Many students feel they have been left to pick up the cheque for the Recreation and Athletics Centre’s $50,000 summer spending spree.

According to RAC management the money was used to pay for renovations and new equipment. As a result student membership fees have been bulked-up to $25 a semester and $45 for the year — a significant hike from the previous fee of $10 for the year.

“I think it’s too much for membership fees to go up by $35,” says Brendan Edwards, a second year journalism student. “It seems like this school tried to get every last penny.”

Edwards says he is upset the RAC did not inform him last year about the potential for a fee raise.

“I understand when a student says every cent counts, but we had to add new equipment,” says sports and RAC program director David Dubois. “What good is it coming here when you don’t have the equipment to work out with?”

The RAC’s additions include a variety of new cardio and resistance training equipment, a set of rubber dumbbells and the creation of a larger cardio training room.
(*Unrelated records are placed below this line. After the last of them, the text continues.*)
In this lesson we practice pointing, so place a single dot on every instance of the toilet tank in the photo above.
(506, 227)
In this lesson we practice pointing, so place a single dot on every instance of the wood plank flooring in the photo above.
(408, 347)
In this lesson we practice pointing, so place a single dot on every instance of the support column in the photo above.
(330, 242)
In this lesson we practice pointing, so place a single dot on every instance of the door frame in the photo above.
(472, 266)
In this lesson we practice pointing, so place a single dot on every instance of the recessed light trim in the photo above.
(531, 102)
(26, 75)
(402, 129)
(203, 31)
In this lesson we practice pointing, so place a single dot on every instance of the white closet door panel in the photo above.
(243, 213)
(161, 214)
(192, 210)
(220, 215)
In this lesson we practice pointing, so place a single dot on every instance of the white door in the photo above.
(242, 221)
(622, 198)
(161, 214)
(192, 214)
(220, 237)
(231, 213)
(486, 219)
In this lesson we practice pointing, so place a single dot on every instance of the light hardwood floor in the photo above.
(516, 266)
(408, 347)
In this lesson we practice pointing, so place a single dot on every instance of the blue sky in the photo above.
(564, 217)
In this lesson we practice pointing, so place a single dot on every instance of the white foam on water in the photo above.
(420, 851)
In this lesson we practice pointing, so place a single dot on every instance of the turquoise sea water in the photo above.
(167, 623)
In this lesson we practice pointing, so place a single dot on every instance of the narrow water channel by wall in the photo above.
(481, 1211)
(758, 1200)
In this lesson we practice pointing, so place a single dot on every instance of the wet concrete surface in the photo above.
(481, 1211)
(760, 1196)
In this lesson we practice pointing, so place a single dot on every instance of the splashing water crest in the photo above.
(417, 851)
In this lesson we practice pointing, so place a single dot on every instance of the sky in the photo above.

One squash court was eliminated to accommodate the larger cardio facility.

“The new equipment looks good, but I just come here to use the gym and play basketball,” says Edwards. “There’s a lot of people who only use the gym and I’m sure they’re not happy that they have to pay that much more.”

Staff at the RAC say students complaining about the higher fee should toughen up.

“The price now is great,” says Meagan Brown, a part time RAC staff member. “I mean if you think about going to any other gym this is very cheap compared to anything else.”

Students who have used the new equipment say there has been a noticeable improvement quality from the older equipment.

“We probably have none of the premier fitness facilities in the OUA,” says Dubois.

According to Dubois Ryerson also has one of the lowest athletic fees in the province at $52, which is added to everyone’s tuition.

“It’s a personal choice to come in here,” says Amanda O’Brien, a second year computer science student. “Considering tuition prices to go up instead. I think it’s great.”

Still some students have yet to be sold on the greatness of the new facilities.

“They had decent equipment last year,” says Edwards. “If they added only five or ten dollars to the fee they could still be making a huge profit.”